Namun kondisi pandemik covid-19 ini, menjadi hambatan untuk mewujudkan mimpi di atas. Sebelumnya, hajatan pernikahan sempat tidak diperbolehkan digelar guna memutus mata rantai penyebaran covid-19. Memasuki era new normal ini, hajatan pernikahan akhirnya kembali bisa digelar dengan syarat pelaksanaan tersebut tetap mematuhi protokol kesehatan covid-19. Saya sangat setuju mendengar kabar tersebut. Menggelar hajatan pernikahan merupakan hak kita sebagai penyelenggara. Tetapi tetap perlu diingat bahwa, kondisi pandemik covid-19 ini, hajatan pernikahan harus lebih diperhatikan lagi dalam pelaksanaannya. Jangan sampai momen yang membahagiakan tersebut menjadi momen untuk membuka klaster baru penularan virus covid-19.

Hal ini rupanya, tidak semua orang dapat mematuhinya, termasuk seorang pejabat sekalipun. Tak sepantasnya jika seorang pejabat pemerintahan melakukan tindakan melanggar hukum seperti yang saya tuliskan di atas. Apalagi berita tersebut telah viral di media informasi. Maka dari situ publik dikhawatirkan akan berstigma negatif dan cenderung menirukan perbuatan tersebut. Bukannya menjadi contoh yang baik bagi masyarakat, justru malah sebaliknya. Lebih dari itu, seorang pejabat bahkan harus lebih peduli, sensitif dan mengedepankan sense of crisis dalam situasi pandemi seperti ini. Saya pribadi, melihat sanksi administratif yang diberikan pada pihak penyelenggara berupa uang Rp. 300.000,00 membuat saya geleng-geleng kepala. Bagaimana tidak, nominal tersebut menurut saya tidak bisa membuat jera bagi para pelanggarnya. Dampaknya juga sampai pada masyarakat luas, mereka menjadi tidak takut dengan sanksi yang diberikan, jika mereka terbukti menggelar hajatan yang tidak sesuai protokol kesehatan covid-19.

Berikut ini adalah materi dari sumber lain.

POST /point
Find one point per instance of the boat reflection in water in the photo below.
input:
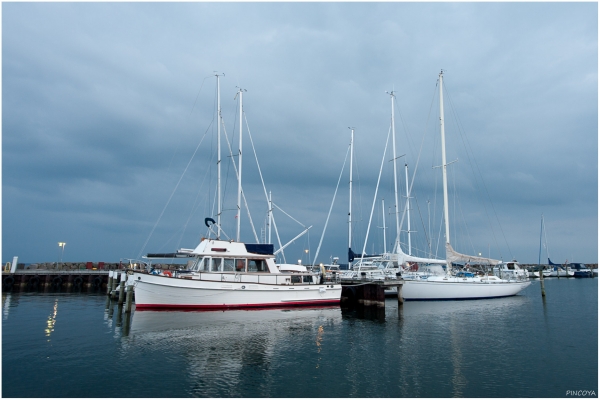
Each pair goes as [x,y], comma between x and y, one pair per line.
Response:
[233,352]
[239,321]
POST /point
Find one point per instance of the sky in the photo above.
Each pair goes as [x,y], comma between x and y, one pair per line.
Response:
[109,127]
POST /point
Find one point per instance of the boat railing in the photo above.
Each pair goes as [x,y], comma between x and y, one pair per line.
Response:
[296,278]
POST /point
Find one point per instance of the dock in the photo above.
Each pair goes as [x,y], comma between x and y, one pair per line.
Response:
[362,292]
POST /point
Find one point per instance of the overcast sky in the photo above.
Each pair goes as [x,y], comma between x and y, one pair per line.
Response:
[109,125]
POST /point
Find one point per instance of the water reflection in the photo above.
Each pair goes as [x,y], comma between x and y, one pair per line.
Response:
[51,321]
[6,298]
[233,351]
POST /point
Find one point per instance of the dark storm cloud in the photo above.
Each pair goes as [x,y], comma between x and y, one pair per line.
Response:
[104,105]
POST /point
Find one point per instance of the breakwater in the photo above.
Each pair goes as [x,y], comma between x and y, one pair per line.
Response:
[85,276]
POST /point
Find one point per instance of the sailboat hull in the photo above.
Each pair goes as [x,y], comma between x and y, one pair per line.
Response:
[456,288]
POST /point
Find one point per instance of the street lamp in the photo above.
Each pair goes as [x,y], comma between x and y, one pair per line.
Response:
[62,244]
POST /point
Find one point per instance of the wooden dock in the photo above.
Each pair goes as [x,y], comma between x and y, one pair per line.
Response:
[369,293]
[36,280]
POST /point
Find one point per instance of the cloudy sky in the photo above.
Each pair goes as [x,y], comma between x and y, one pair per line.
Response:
[109,125]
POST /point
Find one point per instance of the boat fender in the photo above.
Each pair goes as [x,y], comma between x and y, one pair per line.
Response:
[207,220]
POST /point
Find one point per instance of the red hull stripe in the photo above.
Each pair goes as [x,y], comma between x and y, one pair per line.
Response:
[229,306]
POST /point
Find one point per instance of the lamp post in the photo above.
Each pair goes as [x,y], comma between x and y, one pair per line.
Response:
[62,244]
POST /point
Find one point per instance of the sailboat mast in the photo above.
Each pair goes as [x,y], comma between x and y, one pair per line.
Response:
[383,219]
[397,205]
[239,216]
[350,202]
[444,173]
[218,159]
[270,219]
[408,210]
[541,232]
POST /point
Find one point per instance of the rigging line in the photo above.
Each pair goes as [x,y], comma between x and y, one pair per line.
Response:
[467,145]
[196,204]
[256,159]
[331,207]
[279,240]
[387,140]
[243,195]
[280,209]
[199,90]
[171,196]
[416,167]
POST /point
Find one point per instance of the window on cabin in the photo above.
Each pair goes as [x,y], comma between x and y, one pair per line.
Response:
[228,264]
[257,266]
[216,264]
[240,265]
[201,265]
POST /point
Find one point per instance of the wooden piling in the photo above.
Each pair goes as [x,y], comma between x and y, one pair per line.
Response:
[110,280]
[129,298]
[542,281]
[122,288]
[400,298]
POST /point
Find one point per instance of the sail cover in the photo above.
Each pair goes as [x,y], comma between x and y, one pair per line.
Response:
[453,256]
[403,257]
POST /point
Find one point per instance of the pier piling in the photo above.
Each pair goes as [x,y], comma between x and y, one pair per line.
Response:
[122,288]
[110,280]
[129,297]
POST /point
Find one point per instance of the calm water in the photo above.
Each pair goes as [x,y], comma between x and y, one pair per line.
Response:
[78,345]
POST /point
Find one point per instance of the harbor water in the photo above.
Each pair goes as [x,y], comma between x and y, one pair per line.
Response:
[82,345]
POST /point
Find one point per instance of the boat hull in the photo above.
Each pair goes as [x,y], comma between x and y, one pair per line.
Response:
[455,289]
[154,292]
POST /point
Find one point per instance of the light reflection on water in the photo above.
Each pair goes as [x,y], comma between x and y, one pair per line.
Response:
[485,348]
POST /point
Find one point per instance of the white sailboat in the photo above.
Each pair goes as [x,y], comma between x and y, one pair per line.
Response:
[508,278]
[227,274]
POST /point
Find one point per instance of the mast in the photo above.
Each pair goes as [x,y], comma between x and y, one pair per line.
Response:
[392,95]
[350,202]
[239,216]
[270,219]
[444,173]
[383,219]
[408,210]
[218,159]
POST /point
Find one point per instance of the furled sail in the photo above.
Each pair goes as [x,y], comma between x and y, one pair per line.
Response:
[403,258]
[453,256]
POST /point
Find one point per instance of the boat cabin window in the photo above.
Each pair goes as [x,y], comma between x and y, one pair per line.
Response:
[216,264]
[201,265]
[257,266]
[228,264]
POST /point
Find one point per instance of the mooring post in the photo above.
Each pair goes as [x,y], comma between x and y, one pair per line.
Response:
[109,285]
[129,298]
[542,281]
[400,298]
[122,288]
[115,283]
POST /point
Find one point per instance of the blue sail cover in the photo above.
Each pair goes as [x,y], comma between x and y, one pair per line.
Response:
[260,248]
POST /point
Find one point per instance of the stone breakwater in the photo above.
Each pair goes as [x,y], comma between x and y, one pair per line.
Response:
[89,265]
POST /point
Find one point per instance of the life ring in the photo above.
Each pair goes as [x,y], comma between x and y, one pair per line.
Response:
[33,282]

 Ini menjadi PR bagi para penegak hukum keadilan agar mengkaji terkait sanksi yang akan diberikan bagi pelanggarnya. Hukum haruslah adil, tidak tumpul ke atas dan tajam ke bawah.  Misalnya, Baru-baru ini bagi yang melanggar tidak memakai masker saat berada di luar rumah diberikan sanksi denda administratif Rp 50.000-Rp 250.000 tergantung peraturan pemerintah masing-masing daerah. Pelanggarnya mayoritas masyarakat awam yang notabenenya kondisi ekonomi pas-pasan. Dari situ kita bisa renungkan, satu orang yang melanggar tidak memakai masker saja diberikan sanksi sebesar nominal tersebut. Sedangkan orang yang membuat suatu kerumunan massa yang didalamnya terdapat lebih dari satu orang yang tidak memakai masker mendapatkan denda sebesar Rp 300.000. Seperti yang terjadi di acara hajatan pernikahan yang diberitakan sebelumnya. Mengapa sanksi yang diberikan begitu lemah? Bagaimana para pelanggarnya bisa jera kalau semacam ini.

Melihat fenomena tersebut harapan saya semoga hal demikian tidak terulang lagi. Mari kita jadikan fenomena ini sebagai pembelajaran bagi kita semua. Jika memang hajatan pernikahan itu tidak bisa ditunda lagi maka kita jalankan pelaksanaannya sesuai anjuran pemerintah daerah masing-masing. Ada tiga hal yang perlu kita perhatikan sebelum kita menggelar hajatan pernikahan. Pertama, konsep hajatan pernikahan seharusnya disesuaikan dengan protokol kesehatan covid-19. Kedua, dari konsep yang telah dibuat seharusnya ada simulasi terlebih dahulu, sebelum pelaksanaan hajatan itu dilaksanakan. Ketiga, panitia penyelenggara harus lebih memperhatikan situasi dan kondisi acara tersebut. Agar acara tersebut bisa berjalan sesuai dengan rencana konsep awal sehingga tidak terjadi hal-hal yang tidak diinginkan.

Berhubung dalam kasus yang diberitakan diatas sudah terjadi, maka sebaiknya dilakukan tes swab kepada para tamu undangan yang merasa hadir pada acara tersebut. Karena dikhawatirkan dari kejadian itu menjadi klaster baru penularan virus covid-19.